Maddow shows us how the personalities and plots that have impoverished many have raised raising Rex Tillerson and other fossil fuelers to the top 1 percent and beyond. Her accusations directed at the top echelons of the industry by Greta Thunberg and other critics are well founded. As she puts it, the fossil fuel industry is destroying human lives and entire ecosystems even as it promulgates “fairy tales of economic growth.”
The author is known as host of MSNB’s Emmy Award-winning Rachel Maddow Show where she often unveils the seamier sides of US and world affairs. The often muck-raking journalist can be sensational, but she does so with the skills of a Ph.D. in politics from Oxford University.
She does not footnote every assertion but provides a wide-ranging bibliographic essay at the end of each chapter. Her sources include, inter alia, the transcripts of US court cases, fact sheets of the US Geological Survey, the website Rosneft.com. books by leading academics such as Thane Gustafson and the late Karen Dawisha; research at the National Chengchi University in Taiwan; and lengthy reports in The New Yorker, The Economist, and The Guardian. Though not all her claims are based on original research, she masterfully integrates information from many quarters.
The book’s 29 chapters examine many facets of the main thesis. A chapter entitled “The Genie” tells how fracking began and how it has evolved. Seeking to tap a huge pool of natural gas more than 8,000 feet below the surface, the Atomic Energy Commission in 1969 used a 50-kiloton nuclear bomb to create a 300-foot high cavern. Tests conducted over 108 days suggested a flow equivalent to ten years of natural gas at conventional drilled sites in Colorado. The gas however was radioactive with tritium and Krypton-85. The AEC tried again in 1973, once more in Colorado. It exploded three 33-kiloton bombs at three separate levels within 851 feet of each other. But radioactivity proved dangerous and commercial prospects disappeared. The usable gas was valued at only 40 percent of the costs.
Fracking turned a corner in the early 21st century. A combination of slickwatered hydraulic fracturing and horizontal drilling made fracking in many places a profitable enterprise. The United States began to produce more natural gas than Russia, but dangers remain. Hydraulic fracturing often seems to induce earthquakes and to poison water supplies.

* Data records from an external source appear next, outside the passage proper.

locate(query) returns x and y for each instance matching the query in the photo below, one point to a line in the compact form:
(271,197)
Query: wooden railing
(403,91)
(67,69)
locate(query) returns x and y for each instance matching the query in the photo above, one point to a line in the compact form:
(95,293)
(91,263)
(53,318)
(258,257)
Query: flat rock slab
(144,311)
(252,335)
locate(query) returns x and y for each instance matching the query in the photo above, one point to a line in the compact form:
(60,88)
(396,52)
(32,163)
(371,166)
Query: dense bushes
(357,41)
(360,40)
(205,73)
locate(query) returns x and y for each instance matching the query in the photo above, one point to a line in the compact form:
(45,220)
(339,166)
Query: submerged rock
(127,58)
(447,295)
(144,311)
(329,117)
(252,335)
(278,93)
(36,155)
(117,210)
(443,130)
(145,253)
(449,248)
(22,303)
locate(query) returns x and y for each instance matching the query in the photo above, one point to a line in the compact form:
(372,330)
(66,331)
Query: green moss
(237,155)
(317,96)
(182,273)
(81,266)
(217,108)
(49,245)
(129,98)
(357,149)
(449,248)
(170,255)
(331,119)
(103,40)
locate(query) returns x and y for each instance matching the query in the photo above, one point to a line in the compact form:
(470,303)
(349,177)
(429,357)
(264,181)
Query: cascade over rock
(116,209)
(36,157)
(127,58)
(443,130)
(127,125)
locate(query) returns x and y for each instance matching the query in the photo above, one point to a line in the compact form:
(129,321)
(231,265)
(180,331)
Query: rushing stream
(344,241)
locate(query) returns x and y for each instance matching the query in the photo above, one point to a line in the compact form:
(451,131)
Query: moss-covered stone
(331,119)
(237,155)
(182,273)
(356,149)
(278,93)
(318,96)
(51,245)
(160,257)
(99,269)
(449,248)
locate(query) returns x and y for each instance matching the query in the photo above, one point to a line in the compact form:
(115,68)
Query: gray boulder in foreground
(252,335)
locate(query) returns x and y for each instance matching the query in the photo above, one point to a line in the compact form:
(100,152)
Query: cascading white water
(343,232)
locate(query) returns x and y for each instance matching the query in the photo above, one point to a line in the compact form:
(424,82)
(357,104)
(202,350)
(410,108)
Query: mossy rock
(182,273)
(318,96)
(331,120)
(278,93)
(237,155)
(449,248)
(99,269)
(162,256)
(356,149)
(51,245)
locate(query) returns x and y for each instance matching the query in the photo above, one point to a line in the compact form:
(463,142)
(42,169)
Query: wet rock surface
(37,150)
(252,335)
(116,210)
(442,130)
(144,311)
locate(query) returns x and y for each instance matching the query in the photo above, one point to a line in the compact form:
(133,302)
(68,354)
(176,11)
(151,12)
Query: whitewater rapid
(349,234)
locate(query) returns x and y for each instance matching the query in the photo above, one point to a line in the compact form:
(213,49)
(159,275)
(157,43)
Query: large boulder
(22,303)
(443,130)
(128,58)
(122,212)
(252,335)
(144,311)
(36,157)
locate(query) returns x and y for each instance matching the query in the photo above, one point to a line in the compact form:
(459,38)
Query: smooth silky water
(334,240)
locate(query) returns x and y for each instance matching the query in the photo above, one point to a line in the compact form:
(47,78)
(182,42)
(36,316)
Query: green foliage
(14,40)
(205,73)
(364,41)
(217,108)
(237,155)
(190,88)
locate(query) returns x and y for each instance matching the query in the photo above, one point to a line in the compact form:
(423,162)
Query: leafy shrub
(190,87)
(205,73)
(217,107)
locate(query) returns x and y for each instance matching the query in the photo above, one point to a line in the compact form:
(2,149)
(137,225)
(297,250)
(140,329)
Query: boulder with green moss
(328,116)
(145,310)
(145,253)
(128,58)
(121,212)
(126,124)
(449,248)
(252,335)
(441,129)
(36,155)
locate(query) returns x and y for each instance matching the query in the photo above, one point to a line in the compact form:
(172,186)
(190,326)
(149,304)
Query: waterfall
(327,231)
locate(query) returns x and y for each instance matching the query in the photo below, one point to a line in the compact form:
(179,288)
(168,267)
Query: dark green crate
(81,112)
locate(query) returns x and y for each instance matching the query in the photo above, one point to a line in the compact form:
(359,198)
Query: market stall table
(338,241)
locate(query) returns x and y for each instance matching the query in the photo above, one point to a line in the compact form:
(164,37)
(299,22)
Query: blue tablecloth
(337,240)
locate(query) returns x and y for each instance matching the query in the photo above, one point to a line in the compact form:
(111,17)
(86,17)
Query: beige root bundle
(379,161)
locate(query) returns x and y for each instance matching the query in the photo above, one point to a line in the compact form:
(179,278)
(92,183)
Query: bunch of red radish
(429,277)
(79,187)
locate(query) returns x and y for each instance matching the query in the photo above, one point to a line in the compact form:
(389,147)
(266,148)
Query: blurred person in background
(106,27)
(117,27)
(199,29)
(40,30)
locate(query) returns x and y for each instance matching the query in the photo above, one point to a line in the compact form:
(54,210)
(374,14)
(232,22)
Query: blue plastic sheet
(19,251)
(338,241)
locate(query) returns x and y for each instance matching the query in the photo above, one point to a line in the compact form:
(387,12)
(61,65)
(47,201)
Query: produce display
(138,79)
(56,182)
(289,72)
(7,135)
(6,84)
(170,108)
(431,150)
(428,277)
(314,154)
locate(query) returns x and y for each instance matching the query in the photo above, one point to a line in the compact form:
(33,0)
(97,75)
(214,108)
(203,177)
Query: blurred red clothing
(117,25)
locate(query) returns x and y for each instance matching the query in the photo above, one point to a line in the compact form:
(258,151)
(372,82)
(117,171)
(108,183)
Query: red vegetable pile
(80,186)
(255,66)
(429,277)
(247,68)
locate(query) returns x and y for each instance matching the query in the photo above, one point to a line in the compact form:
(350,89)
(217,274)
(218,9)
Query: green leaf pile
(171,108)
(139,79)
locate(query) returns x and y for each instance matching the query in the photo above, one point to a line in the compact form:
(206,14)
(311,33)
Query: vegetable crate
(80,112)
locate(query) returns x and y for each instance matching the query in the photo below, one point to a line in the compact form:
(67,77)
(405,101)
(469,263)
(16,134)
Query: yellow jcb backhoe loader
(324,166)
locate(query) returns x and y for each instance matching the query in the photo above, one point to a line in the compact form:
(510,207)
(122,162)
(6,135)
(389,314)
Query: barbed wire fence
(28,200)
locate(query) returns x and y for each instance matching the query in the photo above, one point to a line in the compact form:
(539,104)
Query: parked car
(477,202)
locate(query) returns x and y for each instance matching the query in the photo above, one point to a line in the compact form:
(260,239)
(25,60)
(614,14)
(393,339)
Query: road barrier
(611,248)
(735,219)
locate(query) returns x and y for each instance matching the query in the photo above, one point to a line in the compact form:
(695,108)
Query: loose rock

The book contains much material to make many readers irate, but also some that is downright entertaining. The chapter on Russian illegals posing as Americans, some for nearly 20 years, records that they proved not just inept but ludicrous. Seeking a graduate degree from New York University, a certain “Richard Murphy” studied for three years under professor Nina Khrushcheva, great-granddaughter of ex-Soviet leader Nikita Khrushchev.

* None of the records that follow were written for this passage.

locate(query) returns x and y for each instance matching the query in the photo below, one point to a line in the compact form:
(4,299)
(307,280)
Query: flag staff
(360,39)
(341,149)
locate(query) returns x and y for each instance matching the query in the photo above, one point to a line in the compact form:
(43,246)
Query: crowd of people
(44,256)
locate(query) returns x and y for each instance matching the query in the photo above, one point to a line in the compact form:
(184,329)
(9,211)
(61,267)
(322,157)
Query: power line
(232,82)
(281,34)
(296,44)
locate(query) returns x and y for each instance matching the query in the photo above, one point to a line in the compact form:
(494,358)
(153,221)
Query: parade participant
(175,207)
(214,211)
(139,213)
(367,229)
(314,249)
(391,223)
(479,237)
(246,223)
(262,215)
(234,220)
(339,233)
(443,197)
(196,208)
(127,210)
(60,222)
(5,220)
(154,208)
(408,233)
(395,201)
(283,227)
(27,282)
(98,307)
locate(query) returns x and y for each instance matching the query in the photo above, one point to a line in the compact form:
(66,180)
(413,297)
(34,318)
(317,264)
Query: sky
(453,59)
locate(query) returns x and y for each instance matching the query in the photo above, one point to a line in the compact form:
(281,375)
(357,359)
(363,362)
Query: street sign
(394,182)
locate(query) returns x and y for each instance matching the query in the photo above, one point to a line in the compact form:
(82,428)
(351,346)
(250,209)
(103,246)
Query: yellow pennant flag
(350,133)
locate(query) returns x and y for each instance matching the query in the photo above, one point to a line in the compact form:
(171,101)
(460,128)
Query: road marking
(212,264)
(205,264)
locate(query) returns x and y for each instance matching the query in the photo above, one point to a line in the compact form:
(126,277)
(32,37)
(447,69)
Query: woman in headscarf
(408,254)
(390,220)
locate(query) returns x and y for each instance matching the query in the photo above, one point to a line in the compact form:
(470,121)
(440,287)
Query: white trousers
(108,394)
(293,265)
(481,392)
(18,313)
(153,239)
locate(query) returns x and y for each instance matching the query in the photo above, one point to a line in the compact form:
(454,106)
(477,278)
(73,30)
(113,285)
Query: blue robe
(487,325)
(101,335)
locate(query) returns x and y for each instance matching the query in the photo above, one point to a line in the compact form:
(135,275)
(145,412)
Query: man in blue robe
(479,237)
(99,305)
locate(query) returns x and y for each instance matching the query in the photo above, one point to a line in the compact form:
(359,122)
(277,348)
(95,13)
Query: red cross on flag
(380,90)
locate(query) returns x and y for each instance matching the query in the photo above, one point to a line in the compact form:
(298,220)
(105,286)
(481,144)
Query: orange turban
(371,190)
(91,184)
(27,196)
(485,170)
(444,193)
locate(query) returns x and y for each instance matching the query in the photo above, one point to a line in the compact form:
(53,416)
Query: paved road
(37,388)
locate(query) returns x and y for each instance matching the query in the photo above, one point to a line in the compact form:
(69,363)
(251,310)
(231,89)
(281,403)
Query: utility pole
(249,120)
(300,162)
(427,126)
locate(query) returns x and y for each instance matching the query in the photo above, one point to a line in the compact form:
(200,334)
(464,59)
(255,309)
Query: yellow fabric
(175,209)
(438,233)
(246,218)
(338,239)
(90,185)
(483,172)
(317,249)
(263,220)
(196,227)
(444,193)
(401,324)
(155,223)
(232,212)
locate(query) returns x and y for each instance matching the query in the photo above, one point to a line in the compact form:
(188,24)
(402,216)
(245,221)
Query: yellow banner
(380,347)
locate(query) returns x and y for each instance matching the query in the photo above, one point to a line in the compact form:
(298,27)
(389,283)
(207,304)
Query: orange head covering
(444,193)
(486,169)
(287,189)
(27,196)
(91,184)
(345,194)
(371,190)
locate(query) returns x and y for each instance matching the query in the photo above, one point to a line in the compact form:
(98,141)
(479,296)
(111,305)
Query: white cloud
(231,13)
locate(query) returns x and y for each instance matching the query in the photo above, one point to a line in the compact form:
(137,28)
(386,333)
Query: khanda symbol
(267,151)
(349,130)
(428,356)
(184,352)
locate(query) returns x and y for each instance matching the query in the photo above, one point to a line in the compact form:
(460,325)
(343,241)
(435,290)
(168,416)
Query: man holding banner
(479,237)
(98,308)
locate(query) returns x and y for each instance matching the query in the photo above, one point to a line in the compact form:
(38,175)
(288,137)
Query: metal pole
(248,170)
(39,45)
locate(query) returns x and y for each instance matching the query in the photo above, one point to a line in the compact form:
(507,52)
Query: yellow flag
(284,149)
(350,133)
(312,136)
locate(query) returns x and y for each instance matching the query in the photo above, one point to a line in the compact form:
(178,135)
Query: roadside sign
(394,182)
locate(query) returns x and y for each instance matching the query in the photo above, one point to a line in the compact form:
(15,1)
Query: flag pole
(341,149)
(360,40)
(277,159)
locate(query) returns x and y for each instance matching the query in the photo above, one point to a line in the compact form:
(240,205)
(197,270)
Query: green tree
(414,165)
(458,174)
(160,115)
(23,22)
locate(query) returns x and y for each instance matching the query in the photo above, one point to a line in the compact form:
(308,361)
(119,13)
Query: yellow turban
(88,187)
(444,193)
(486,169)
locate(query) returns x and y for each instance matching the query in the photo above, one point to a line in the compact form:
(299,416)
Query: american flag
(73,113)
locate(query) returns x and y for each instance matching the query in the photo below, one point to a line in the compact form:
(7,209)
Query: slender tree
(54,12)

Murphy presented himself with an Irish name ever though his English revealed a heavy Russian accent. All ten illegals were under FBI watch for years. Arrested in 2010 and found guilty of many crimes, they were deported and flew back home in a prisoner exchange. In Moscow they experienced a hero’s welcome, even though they had seldom discovered anything not found in local newspapers.

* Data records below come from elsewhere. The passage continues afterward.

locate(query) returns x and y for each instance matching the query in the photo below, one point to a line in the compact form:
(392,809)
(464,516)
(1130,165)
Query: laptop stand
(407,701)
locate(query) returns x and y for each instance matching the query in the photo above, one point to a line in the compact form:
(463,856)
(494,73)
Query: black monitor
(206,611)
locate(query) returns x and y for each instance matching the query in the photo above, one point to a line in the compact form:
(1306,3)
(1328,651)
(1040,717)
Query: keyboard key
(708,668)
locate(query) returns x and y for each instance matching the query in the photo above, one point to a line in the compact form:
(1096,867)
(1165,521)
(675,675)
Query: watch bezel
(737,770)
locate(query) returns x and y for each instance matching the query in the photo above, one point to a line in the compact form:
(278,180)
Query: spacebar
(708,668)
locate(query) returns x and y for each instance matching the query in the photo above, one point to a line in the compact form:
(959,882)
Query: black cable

The final chapter is “Containment.” Left to its own devices, the oil and gas industry will continue to do its thing and make money. It will corrode democratic governance and injure the planet. To contain the industry, regulators could go after some low-hanging fruit. For example, fossil fuel producers should be required to disclose all payments to governments. More problematic but important, polluters should be forced to pay for the damage they cause. To effectively contain the fossil fuel industry will be difficult, Maddow concludes, “but the stakes should motivate us. Democracy either wins this one or disappears. It oughta be a blowout.”